Me ‘learning’ (drunkenly grappling) how to ‘play’ (make a noise like a cat with bronchitis) the accordion.
I’ve moved house. I’m going to go on about this. You’ll see. I used to live within spitting distance of Frog on The Green which is one of my favourite places to eat in Peckham, if not in SE London. I’ve raved about the sandwiches already. Goats’ cheese fondue. I mean, get in. Now I have to sit on the bus for like, a whole 5 stops or something.
While I’ve been lurking/hanging about/eating everything/semi stalking around this place over the past couple of years the owner John has become my friend. This is because, aside from being a talented chef, he is quite possibly the nicest man in the world. He’ll really cringe when he reads that, which is kind of why I wrote it. Ha. The time I saw him before the supper club I popped in for a ‘coffee and a chat’ and left three hours later, several courses of food and a few bottles of wine down. He also has a cat.
I had been a guinea pig for some of the dishes he was to serve at his new ‘Balkan dinners’. I remember being served the most exquisite round courgette, soft and striped and stuffed and surrounded by my one of my favourite things in the whole wide world – yoghurt. I am obsessed with the white stuff. It was such a perfect little plate of food, so simple and cooked with such obvious care; I remember looking up at my companion, eyes wide.
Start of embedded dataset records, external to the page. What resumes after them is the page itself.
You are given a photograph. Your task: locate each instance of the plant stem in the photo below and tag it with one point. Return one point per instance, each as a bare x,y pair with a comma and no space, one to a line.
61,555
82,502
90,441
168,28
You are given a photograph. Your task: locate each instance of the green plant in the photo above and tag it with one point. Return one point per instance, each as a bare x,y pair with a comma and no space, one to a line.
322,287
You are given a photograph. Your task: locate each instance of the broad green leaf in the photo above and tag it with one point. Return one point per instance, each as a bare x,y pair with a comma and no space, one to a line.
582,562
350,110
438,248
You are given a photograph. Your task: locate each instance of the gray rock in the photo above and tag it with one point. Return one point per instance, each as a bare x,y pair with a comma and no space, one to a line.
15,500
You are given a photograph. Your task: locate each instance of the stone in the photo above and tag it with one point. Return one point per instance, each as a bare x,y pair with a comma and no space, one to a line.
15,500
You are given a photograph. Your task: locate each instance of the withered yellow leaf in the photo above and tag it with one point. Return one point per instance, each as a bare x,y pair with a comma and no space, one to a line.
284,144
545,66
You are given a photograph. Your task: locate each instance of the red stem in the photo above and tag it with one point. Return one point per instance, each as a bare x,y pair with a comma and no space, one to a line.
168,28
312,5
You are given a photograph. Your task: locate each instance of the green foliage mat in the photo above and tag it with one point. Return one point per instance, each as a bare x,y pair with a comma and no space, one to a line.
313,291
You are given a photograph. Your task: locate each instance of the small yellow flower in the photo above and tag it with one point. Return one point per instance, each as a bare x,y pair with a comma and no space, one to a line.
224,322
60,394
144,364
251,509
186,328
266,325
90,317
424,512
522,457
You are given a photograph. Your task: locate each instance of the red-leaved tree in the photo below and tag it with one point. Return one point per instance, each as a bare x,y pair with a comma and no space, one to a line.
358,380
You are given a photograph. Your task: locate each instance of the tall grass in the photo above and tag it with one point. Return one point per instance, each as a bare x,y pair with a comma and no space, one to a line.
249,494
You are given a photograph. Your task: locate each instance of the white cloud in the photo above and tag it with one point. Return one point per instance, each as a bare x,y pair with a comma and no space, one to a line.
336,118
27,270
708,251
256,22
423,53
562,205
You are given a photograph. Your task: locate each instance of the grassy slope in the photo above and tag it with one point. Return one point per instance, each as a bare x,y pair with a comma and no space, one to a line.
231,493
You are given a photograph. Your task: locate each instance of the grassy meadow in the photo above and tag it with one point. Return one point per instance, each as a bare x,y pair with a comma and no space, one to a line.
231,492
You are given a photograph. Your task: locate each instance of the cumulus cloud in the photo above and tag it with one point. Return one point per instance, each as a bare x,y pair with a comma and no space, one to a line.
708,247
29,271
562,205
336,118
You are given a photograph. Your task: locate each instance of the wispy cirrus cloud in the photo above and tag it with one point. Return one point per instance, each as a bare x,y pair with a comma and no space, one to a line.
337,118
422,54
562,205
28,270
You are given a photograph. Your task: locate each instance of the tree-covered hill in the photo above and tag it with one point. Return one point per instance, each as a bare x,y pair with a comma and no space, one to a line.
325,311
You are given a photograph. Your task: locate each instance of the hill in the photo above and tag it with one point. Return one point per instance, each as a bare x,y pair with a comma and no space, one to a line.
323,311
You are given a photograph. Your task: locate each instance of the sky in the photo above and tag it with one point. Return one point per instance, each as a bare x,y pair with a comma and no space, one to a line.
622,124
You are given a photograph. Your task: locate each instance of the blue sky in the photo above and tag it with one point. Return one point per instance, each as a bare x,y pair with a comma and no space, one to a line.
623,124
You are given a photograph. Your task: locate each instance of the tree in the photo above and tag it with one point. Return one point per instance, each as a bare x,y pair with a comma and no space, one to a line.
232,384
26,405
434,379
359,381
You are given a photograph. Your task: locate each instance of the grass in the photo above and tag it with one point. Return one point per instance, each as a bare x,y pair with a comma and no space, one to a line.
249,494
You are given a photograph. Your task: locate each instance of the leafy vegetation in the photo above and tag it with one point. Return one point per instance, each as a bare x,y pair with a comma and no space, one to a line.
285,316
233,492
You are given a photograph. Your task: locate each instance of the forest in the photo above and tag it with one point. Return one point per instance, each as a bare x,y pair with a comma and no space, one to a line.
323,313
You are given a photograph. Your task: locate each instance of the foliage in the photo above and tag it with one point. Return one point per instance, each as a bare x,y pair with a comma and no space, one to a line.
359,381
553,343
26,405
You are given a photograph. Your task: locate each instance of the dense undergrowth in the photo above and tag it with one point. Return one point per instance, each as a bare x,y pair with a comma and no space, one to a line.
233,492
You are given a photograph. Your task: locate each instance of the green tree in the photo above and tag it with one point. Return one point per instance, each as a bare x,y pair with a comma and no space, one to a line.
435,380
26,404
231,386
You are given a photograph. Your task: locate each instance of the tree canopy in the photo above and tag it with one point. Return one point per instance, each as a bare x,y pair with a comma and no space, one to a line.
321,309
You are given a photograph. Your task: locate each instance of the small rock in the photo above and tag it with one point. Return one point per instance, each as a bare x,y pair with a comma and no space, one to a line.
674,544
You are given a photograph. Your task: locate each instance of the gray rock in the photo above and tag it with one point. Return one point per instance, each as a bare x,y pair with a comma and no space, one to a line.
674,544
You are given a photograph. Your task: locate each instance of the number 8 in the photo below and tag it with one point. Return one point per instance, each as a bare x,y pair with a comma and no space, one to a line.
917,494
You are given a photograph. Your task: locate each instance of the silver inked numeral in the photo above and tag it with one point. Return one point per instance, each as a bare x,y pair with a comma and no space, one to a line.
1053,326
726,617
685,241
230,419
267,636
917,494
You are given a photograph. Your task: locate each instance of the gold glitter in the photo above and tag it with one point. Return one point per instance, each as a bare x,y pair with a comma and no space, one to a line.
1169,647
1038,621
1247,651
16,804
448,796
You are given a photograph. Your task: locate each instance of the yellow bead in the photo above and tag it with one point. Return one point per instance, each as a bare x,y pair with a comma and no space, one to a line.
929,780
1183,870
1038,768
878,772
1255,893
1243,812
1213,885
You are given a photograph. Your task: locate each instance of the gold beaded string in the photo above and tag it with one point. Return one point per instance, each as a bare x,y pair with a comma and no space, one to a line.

The bowl was wiped clean, feverishly, with too much fluffy bread.
So when I heard the first dinner was to be themed around yoghurt, I did a gleeful cackle which could be heard all the way to The Old Kent Road. Yoghurt, aside from tasting dreamy, is a bit like cultural glue. As Florian of co-organiser ‘Food Trips’ put it, ‘yoghurt is a food that binds a fragmented region together, split in multiple ethnicities, religions and a plethora of states: The Balkans.’
We started with a ‘tarator’, a traditional balkan dish and the kind of light, silken bowlful that makes me clap my hands together and squeal like a Californian college girl on spring break.
‘Chicken, yoghurt, hazelnut butter and mint’ was, simply, one of the most enjoyable dishes I’ve eaten in a very long time. So perfectly balanced, expertly seasoned and a powerful reminder of John’s calibre as a chef; he’s worked at The Square don’t forget.
There’s stuffed baby gem and veal schnitzel next; it’s like someone phoned me up a week earlier and asked me exactly what I wanted to eat and I replied, ‘SHITLOADS of yoghurt! Cooked lettuce! Fried things!’ They just keep on coming. Then it’s that globe courgette, filled with minced pork and pine nuts and as perfect as I remembered it, surrounded by soured yoghurt and olive oil.
By this point I was getting full, and I had trouble finishing the spring lamb and yoghurt gratin, but the idea of a yoghurt gratin is genius, quite frankly, and I shall be stealing it as soon as possible. Lighter than a dauphinoise, with characteristic tang.
The fried ball on top of the gratin contains brains, which I think must have been put there to spare John’s blushes over my raving on and on about how much I loved the food because brains, I just can’t get along with. I’ve tried and tried, it ain’t happening. I’ve moved on.
Dessert was ‘yoghurt, corab, sesame and pistachio’ which I can’t remember in the finest detail as I was inebriated on Greek and Macedonian wines. The cosy atmosphere and soothing notes of the accordion floating around the room between courses meant the evening passed by in a blink. The next thing I knew I’d made two new best friends and invited them to my birthday party. Then it was 3am and I was ordering a taxi.
John is as much a lover of Peckham as I and we often talk about how the area is changing, and what is happening in terms of food. I’m excited to see how these Balkan dinners pan out. I mean, who else is cooking this kind of food? Certainly no-one else in the area. I’m excited. I recommend you go very soon.
I may have moved down the road, but my heart remains in Peckham.
The Balkan dinner was frankly a stupendous bargain at £27.80 for 6 courses and more food than I could eat, which is saying something. Wine isn’t included but was available to buy on the night at very small mark ups. The dinners are in association with Food Trips (the organisation I did the South London food tour with), so watch the website for details.